Looking at consistency level

Go in you DocumentDB account blade, at the bottom, in “Configuration”, click “Default consistency”.

You can actually see the definitions of each level in the portal.

SDK Demo

Start up a new Console App project. Get the NuGet package Microsoft.Azure.DocumentDB.

Everything orbits around the DocumentClient component. To instantiate one, you need information from your DocumentDB account. In the account blade, click the key icon.

You’ll need:

  • URI (serviceEndPoint in the SDK)
  • Primary key (authKey in the SDK)

In the code, simply instantiate it as:

private static readonly DocumentClient _docClient = new DocumentClient(
new Uri(ENDPOINT),
AUTH_KEY,
ConnectionPolicy.Default,
ConsistencyLevel.Session);

Here you see that you can override the connection policy (see this post for details) and the consistency level for the connection.

The rest of the code will use the method “QueryAsync” defined in this post.

First, let’s find our collection, in purely scalable way:

 

private async static Task<DocumentCollection> GetCollectionAsync()
 {
 var dbQuery = from db in _docClient.CreateDatabaseQuery()
 where db.Id == DB_NAME
 select db;
 var database = (await QueryAsync(dbQuery)).FirstOrDefault();
 var collectionQuery = from col in _docClient.CreateDocumentCollectionQuery(database.AltLink)
 where col.Id == COLLECTION_NAME
 select col;
 var collection = (await QueryAsync(collectionQuery)).FirstOrDefault();
 return collection;
 }

 

What we do here is basically search our database among databases within the account by querying the database list, then do the same thing with collection.
The interesting points to notice here is that we do everything async, including querying.
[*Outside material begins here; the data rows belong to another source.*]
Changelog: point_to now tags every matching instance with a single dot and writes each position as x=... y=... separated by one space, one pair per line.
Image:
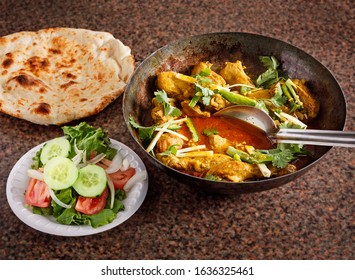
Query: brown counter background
x=309 y=218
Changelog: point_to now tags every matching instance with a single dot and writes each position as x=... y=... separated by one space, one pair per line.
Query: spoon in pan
x=262 y=120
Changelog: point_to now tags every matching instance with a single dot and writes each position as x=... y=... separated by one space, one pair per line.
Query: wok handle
x=316 y=137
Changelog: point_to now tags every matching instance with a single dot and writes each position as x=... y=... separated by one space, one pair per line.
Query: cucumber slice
x=60 y=173
x=91 y=181
x=54 y=148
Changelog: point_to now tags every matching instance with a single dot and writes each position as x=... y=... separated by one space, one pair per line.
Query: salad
x=80 y=179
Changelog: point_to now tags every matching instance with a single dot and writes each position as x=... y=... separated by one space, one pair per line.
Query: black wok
x=217 y=48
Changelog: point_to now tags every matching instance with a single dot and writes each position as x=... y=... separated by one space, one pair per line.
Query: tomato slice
x=120 y=178
x=37 y=193
x=91 y=205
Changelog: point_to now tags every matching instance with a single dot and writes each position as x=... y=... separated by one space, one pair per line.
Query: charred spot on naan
x=36 y=64
x=28 y=82
x=41 y=108
x=66 y=85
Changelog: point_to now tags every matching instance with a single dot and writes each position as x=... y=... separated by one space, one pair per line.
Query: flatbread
x=57 y=75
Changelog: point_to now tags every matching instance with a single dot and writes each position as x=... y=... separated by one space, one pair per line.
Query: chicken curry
x=186 y=136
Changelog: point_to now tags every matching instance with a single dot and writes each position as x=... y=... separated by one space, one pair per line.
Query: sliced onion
x=76 y=149
x=77 y=159
x=96 y=159
x=55 y=198
x=125 y=164
x=35 y=174
x=112 y=190
x=136 y=178
x=115 y=165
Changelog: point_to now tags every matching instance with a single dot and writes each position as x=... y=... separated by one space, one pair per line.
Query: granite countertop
x=309 y=218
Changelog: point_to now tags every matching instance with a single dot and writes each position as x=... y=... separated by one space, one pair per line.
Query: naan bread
x=56 y=75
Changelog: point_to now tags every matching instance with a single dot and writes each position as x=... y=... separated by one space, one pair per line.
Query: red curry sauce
x=232 y=129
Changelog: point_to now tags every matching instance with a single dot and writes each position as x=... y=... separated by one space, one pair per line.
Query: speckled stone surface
x=309 y=218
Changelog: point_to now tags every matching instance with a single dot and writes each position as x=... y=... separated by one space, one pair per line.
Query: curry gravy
x=230 y=128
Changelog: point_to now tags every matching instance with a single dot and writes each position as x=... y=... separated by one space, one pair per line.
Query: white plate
x=17 y=184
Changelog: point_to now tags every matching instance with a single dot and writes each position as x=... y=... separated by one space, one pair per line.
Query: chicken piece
x=218 y=143
x=233 y=73
x=158 y=112
x=194 y=164
x=214 y=77
x=176 y=85
x=194 y=111
x=235 y=171
x=310 y=104
x=217 y=103
x=167 y=140
x=290 y=168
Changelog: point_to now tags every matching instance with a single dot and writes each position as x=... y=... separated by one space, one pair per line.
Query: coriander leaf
x=210 y=131
x=278 y=99
x=202 y=76
x=169 y=110
x=282 y=158
x=206 y=94
x=170 y=151
x=269 y=77
x=269 y=62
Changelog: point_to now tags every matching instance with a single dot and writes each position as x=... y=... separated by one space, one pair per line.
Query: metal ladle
x=262 y=120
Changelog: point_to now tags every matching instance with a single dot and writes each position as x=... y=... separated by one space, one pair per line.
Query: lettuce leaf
x=90 y=139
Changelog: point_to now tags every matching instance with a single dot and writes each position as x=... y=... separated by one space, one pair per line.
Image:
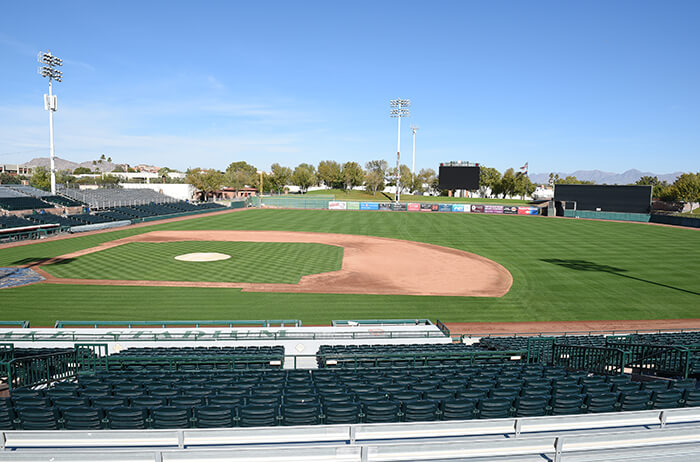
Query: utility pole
x=399 y=110
x=50 y=62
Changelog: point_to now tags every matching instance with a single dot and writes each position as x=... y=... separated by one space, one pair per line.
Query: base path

There is nothing blocking here.
Let’s define an employee object, a PONO:
public class Employee
 {
 [JsonProperty("id")]
 public string ID { get; set; }

 [JsonProperty("firstName")]
 public string FirstName { get; set; }

 [JsonProperty("lastName")]
 public string LastName { get; set; }

 [JsonProperty("office")]
 public string Office { get; set; }

 [JsonProperty("phoneNumber")]
 public string PhoneNumber { get; set; }
 }
Here we use attributes to map property names to bridge the gap of JavaScript and C# in terms of naming convention, i.e. the fact that JavaScript typically starts with lowercase while C# starts with uppercase. Other approach could have been used.
Let’s define a method to find me:

 

private async static Task<Employee> QueryVinceAsync(DocumentCollection collection)
 {
 var employees = from e in _docClient.CreateDocumentQuery<Employee>(collection.SelfLink)
 where e.FirstName == "Vincent-Philippe"
 select e;
 var vincent = (await QueryAsync(employees)).FirstOrDefault();
 return vincent;
 }

 

Here, we again do a query, this time on documents within a collection. We strong type the query for employee’s type. That doesn’t filter out non-employees though. The filter on the query does that: it searches for document having a property firstName being equaled to Vincent-Philippe. Document without such a property obviously fail that filter.
Then we can look at the code of the demo:

 

private static async Task DemoAsync()
 {
 var collection = await GetCollectionAsync();
 var vincent = await QueryVinceAsync(collection);
 var newEmployee = new Employee
 {
 FirstName = "Jessica",
 LastName = "Jones",
 Office = "Hell's Kitchen",
 PhoneNumber = "Unknown"
 };
 var newEmployeeResponse =
 await _docClient.CreateDocumentAsync(collection.SelfLink, newEmployee);
 // ID of the created employee document
 Console.WriteLine(newEmployeeResponse.Resource.Id);
 }

 

Interesting point here is the return type of document creation method. Since the SDK is a thin wrapper around REST calls, the return type returns all the stuff returned by the REST call. Of interest: newEmployeeResponse.RequestCharge. This is 6.1 and this is in Request Units (RUs). This helps you figure out the pricing tier you should look after.